Hello @Anbu,
Thanks for sharing the source. It’s important for me to understand your question in context. I am quoting from that video the part that is relevant to your first post:
if you’re building a system of multiple machine learning models working together, it might be easier to string together and train multiple neural networks than multiple decision trees. The reasons for this are quite technical and you don’t need to worry about it for the purpose of this course. But it relates to that even when you string together multiple neural networks you can train them all together using gradient descent. Whereas for decision trees you can only train one decision tree at a time. That’s it.
This is how I understand it and it does not represent Andrew’s idea, but still, the focus here is pretty technical. Therefore, you may find it difficult to fully understand if you have not yet built many neural networks before. It is neutral that we want to google more if we are interested in something, so I will provide some googling keywords at the end. If you find what I am going to share hard to believe, then perhaps some researching, learning, and practicing will help.
For neural networks, some people find it useful by stacking two types of neural networks together for one task. Let’s say you have some economics time series data which you want to use to make prediction about the next year’s economy. We can build a model by stacking a “autoencoder” neural network and a “RNN” neural network.
“Autoencoder” and “RNN” are not covered in the MLS. I will very very very very briefly talk about what they can do just so we have some ideas. I don’t mean to provide the full picture of it but I hope it would be sufficient to deliver why they are wanted in my example.
An “autoencoder” NN can compress features. If the economics data has 500 features ( 1. GDP over time, 2. CPI over time, 3. population over time, …), then we can use an autoencoder to compress them to 30 information-rich features.
“RNN” is designed for learning temporal or sequential data.
When combined, we can use the autoencoder to transform a 500 (features) x 3650 (10 years * 365 days) data to a 30 (information-rich features) x 3650 (days) data which is then fed into the RNN for predicting the final desired outcome.
You can train them separately, or together. If you want to train them together, two things are needed when writing code:
- connect the output of the encoded layer to the input of the RNN layer. This “connection” only takes one line and is very simple.
- modify the cost function so that the total cost is a combination of the cost of the autoencoder and the cost of the RNN. This, again, is not difficult.
Training them together could help directing the autoencoder in favor of what we finally want to predict (next year’s economy).
For decision tree, although you are absolutely right that we can train many decision trees at a time when we are talking about the Random Forest. However, it is not Random Forest that we are considering in this lecture.
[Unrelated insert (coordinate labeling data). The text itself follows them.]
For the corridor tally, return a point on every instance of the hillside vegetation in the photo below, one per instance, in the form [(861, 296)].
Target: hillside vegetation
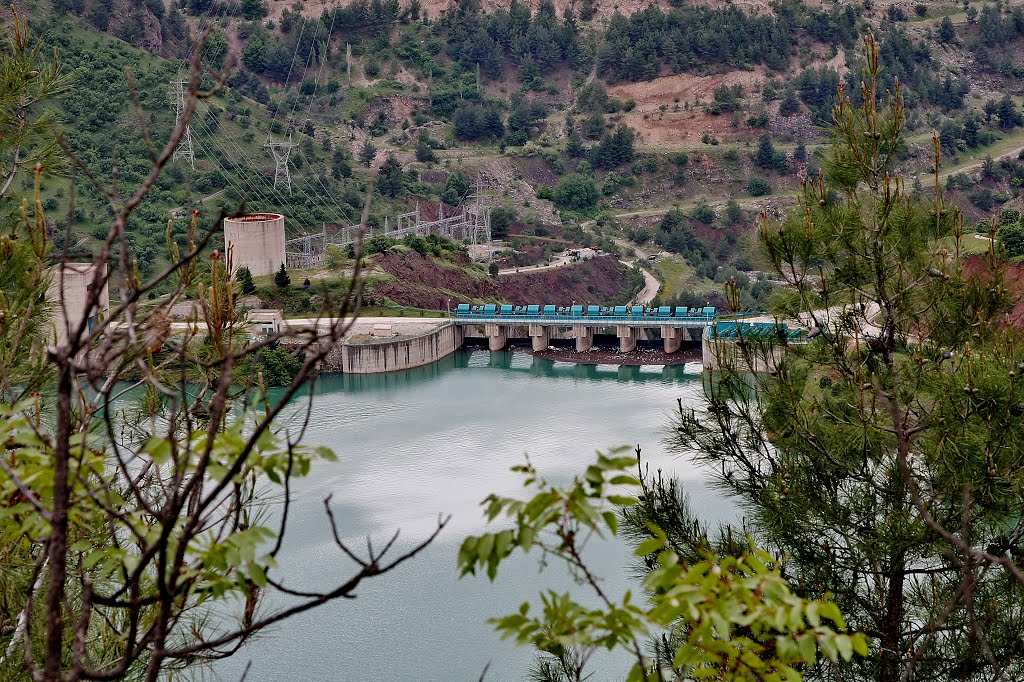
[(706, 112)]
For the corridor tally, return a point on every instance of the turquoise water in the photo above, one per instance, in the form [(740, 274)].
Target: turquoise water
[(436, 440)]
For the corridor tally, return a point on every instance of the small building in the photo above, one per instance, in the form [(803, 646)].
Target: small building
[(256, 241), (69, 297), (264, 322)]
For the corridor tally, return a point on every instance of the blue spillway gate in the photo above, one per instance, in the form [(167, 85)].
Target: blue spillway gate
[(580, 314)]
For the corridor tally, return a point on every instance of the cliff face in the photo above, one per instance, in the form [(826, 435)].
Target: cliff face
[(422, 282), (1013, 279)]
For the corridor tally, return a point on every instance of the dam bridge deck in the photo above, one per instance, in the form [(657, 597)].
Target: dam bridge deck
[(580, 315)]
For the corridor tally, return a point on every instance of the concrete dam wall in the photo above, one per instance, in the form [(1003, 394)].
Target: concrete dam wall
[(394, 354)]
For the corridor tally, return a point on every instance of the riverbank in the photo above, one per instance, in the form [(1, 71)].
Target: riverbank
[(640, 356)]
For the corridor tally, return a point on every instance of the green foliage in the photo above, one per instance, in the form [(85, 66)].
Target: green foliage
[(758, 186), (254, 9), (477, 122), (613, 150), (456, 189), (501, 218), (274, 365), (702, 212), (425, 147), (1011, 240), (733, 213), (883, 483), (731, 617), (368, 153), (390, 178), (245, 280), (29, 77), (947, 33), (281, 279), (577, 192)]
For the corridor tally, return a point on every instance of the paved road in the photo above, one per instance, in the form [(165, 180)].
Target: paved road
[(650, 288), (361, 326), (557, 262)]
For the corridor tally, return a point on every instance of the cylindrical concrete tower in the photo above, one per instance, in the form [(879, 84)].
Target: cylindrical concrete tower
[(256, 241)]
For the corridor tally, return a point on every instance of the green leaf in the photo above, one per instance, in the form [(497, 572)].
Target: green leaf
[(808, 648), (845, 646), (649, 546), (611, 520)]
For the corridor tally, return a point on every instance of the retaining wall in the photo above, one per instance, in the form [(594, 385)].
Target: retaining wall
[(394, 354)]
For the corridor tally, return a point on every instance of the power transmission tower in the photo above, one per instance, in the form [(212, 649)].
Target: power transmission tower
[(281, 152), (184, 148)]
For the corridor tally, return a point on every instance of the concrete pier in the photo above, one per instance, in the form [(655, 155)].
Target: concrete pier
[(673, 337), (540, 336), (627, 338), (585, 338), (497, 336)]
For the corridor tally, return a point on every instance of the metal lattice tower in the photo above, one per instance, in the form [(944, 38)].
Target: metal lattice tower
[(281, 152), (184, 148)]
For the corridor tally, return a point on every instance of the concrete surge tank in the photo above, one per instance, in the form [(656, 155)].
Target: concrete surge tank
[(256, 241), (69, 293)]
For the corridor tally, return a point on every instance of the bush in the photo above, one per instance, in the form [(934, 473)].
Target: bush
[(758, 186), (1011, 239), (702, 212), (577, 192)]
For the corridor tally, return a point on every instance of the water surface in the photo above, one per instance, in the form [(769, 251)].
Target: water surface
[(436, 440)]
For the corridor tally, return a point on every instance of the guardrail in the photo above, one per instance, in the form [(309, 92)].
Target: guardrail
[(653, 321)]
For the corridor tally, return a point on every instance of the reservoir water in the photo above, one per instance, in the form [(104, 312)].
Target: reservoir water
[(436, 440)]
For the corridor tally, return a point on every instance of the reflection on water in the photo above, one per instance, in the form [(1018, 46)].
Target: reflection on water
[(437, 439)]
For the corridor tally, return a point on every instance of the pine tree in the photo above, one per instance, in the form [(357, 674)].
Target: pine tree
[(245, 278), (390, 177), (947, 33), (368, 153), (282, 279), (883, 457), (424, 151), (1009, 116)]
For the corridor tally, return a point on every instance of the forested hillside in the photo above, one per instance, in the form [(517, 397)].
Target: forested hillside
[(588, 122)]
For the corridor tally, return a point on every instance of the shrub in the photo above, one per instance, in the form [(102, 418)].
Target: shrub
[(758, 186)]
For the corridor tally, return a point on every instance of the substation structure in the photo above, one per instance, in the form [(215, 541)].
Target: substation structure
[(466, 223)]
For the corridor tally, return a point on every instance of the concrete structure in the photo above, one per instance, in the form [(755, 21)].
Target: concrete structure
[(69, 295), (264, 322), (545, 323), (391, 355), (256, 241)]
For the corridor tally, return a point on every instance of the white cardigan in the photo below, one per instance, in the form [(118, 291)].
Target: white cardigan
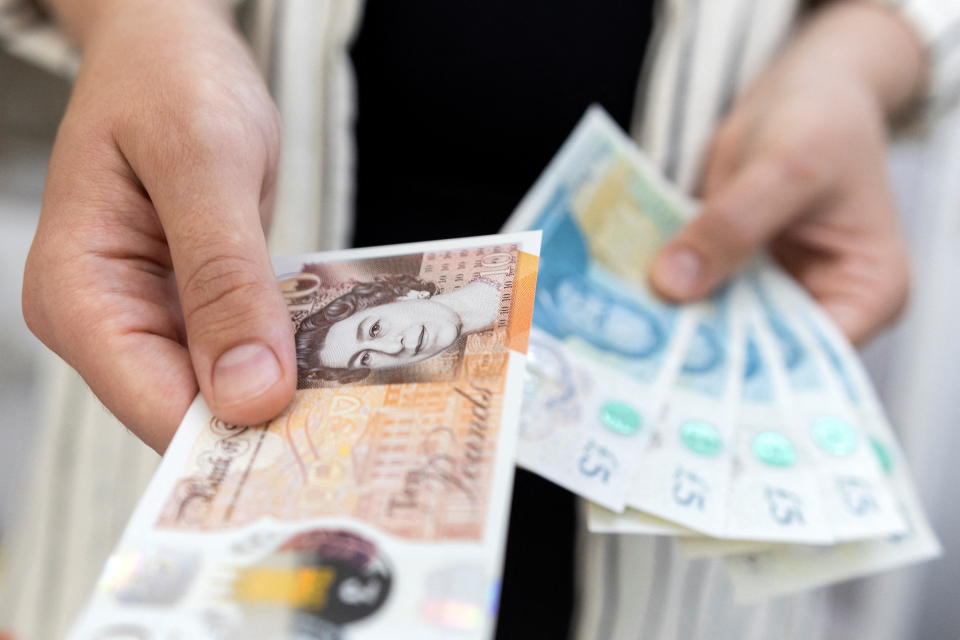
[(91, 471)]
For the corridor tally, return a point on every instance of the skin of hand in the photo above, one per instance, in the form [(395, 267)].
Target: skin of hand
[(151, 232), (799, 165)]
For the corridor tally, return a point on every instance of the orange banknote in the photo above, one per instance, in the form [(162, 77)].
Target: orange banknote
[(403, 362), (392, 466)]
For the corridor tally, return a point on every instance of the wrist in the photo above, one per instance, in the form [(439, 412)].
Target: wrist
[(871, 45), (90, 20)]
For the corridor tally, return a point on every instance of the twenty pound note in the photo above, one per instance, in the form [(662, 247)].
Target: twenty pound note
[(376, 505)]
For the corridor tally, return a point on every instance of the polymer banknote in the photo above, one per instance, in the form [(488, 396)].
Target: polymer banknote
[(603, 349), (741, 434), (376, 504), (783, 569)]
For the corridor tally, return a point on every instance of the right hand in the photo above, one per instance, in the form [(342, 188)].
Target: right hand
[(151, 233)]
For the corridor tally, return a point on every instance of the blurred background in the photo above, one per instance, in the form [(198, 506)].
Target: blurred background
[(917, 365)]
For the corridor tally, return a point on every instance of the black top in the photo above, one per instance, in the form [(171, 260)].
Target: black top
[(460, 107)]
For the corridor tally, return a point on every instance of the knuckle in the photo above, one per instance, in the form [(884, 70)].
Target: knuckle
[(222, 294), (800, 165)]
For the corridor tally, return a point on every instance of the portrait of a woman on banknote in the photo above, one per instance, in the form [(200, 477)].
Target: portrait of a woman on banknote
[(391, 322)]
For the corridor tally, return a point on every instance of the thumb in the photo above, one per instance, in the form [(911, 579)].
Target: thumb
[(239, 334), (738, 218)]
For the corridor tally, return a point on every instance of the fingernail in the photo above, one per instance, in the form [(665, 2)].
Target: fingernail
[(244, 372), (678, 272)]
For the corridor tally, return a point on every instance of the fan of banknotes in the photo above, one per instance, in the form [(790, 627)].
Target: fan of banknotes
[(376, 505), (744, 425)]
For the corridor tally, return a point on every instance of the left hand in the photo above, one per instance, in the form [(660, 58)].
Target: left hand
[(800, 165)]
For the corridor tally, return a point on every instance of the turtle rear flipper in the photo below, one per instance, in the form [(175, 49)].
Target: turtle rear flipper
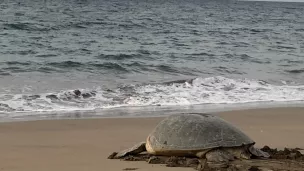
[(136, 149)]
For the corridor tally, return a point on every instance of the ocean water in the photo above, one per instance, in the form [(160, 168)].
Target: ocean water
[(61, 57)]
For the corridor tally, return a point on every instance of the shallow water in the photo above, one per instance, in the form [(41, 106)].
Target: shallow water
[(148, 53)]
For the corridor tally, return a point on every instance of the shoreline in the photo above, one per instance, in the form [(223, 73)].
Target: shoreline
[(85, 144), (142, 111)]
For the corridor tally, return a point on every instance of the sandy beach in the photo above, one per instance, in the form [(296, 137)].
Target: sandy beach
[(84, 144)]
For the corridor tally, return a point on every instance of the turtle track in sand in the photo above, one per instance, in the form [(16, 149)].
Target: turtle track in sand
[(280, 160)]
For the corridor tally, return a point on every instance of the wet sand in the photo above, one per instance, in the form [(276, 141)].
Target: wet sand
[(84, 144)]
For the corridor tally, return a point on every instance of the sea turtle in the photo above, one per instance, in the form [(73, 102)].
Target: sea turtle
[(199, 135)]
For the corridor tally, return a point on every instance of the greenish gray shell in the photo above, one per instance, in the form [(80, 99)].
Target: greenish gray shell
[(196, 132)]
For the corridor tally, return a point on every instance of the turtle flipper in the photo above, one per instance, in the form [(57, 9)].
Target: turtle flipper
[(218, 158), (257, 152), (136, 149)]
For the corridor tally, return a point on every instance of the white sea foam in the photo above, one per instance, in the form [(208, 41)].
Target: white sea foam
[(212, 90)]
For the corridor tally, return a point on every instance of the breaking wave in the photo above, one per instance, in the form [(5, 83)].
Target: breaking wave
[(211, 90)]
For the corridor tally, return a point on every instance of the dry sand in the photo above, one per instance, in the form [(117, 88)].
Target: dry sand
[(78, 145)]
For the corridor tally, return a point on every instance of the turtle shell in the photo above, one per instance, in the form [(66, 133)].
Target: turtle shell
[(195, 132)]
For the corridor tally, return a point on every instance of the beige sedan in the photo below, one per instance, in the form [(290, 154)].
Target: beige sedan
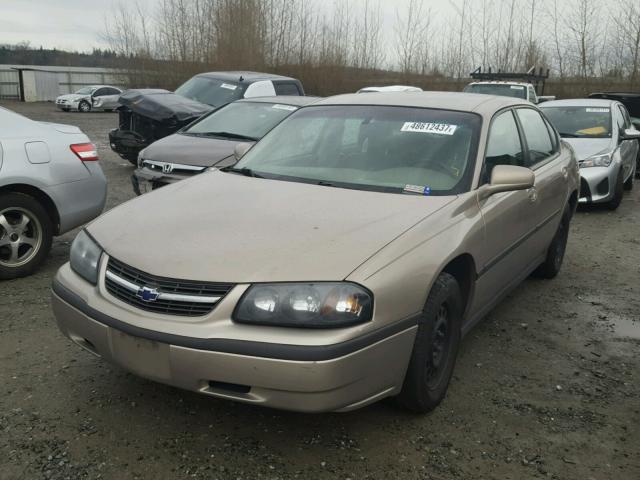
[(339, 262)]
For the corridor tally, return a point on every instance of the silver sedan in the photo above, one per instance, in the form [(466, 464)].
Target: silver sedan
[(50, 183), (95, 97), (605, 142)]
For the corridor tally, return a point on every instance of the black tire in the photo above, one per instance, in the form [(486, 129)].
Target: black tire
[(555, 253), (628, 185), (614, 203), (38, 231), (84, 106), (435, 349)]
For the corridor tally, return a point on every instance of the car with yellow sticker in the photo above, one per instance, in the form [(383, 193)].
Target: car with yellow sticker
[(606, 144)]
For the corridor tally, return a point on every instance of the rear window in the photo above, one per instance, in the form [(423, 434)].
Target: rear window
[(500, 89), (580, 122), (211, 91)]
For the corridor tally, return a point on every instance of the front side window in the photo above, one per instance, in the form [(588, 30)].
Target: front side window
[(251, 120), (378, 148), (580, 122), (536, 134), (211, 91), (500, 89), (503, 146)]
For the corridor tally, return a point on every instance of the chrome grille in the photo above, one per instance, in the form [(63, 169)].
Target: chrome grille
[(162, 295)]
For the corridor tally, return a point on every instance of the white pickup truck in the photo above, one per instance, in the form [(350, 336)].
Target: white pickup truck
[(508, 89)]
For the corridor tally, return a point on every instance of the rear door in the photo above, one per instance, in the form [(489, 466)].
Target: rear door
[(628, 148), (550, 189), (509, 217)]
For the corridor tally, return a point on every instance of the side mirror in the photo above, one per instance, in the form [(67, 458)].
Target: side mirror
[(508, 178), (630, 134), (241, 149)]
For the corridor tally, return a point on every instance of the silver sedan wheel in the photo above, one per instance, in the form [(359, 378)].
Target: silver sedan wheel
[(20, 237)]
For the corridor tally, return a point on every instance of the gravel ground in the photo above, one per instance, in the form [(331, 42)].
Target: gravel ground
[(546, 387)]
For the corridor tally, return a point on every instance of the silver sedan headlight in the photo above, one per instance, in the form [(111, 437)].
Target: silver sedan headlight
[(306, 305), (85, 257), (603, 160)]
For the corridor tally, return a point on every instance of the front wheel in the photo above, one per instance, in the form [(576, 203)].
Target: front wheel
[(25, 235), (628, 185), (555, 254), (435, 348)]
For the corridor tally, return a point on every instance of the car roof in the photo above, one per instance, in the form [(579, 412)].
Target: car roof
[(485, 105), (247, 76), (502, 82), (297, 100), (579, 102)]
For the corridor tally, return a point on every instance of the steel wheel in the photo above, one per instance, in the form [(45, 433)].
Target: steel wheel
[(20, 236)]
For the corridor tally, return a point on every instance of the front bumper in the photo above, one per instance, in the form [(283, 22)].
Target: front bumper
[(145, 180), (597, 184), (311, 378)]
Andrew talked about stringing models together in a way that when we have 2 models to string together, one model depends on the output of the other model. Therefore, Random Forest, is not what we are thinking in mind.
A closer example would be the Gradient-boosted decision trees (GBDT) model, which is also, like the random forest, an ensemble of decision trees. The key difference is that, the GBDT builds the second tree based on the outcome of the first tree. It is therefore necessary to finish one tree before another tree starts to grow.
Again, don’t worry about it if you can’t follow everything, because afterall they are not covered in the MLS, but since you are asking, these are examples that I can think of to share.
Cheers,
Raymond
Some googling keywords:
“stacking neural networks”, “autoencoder”, “RNN”, “Decision tree: gradient-boosted decision tree vs random forest”, “stacking ensemble”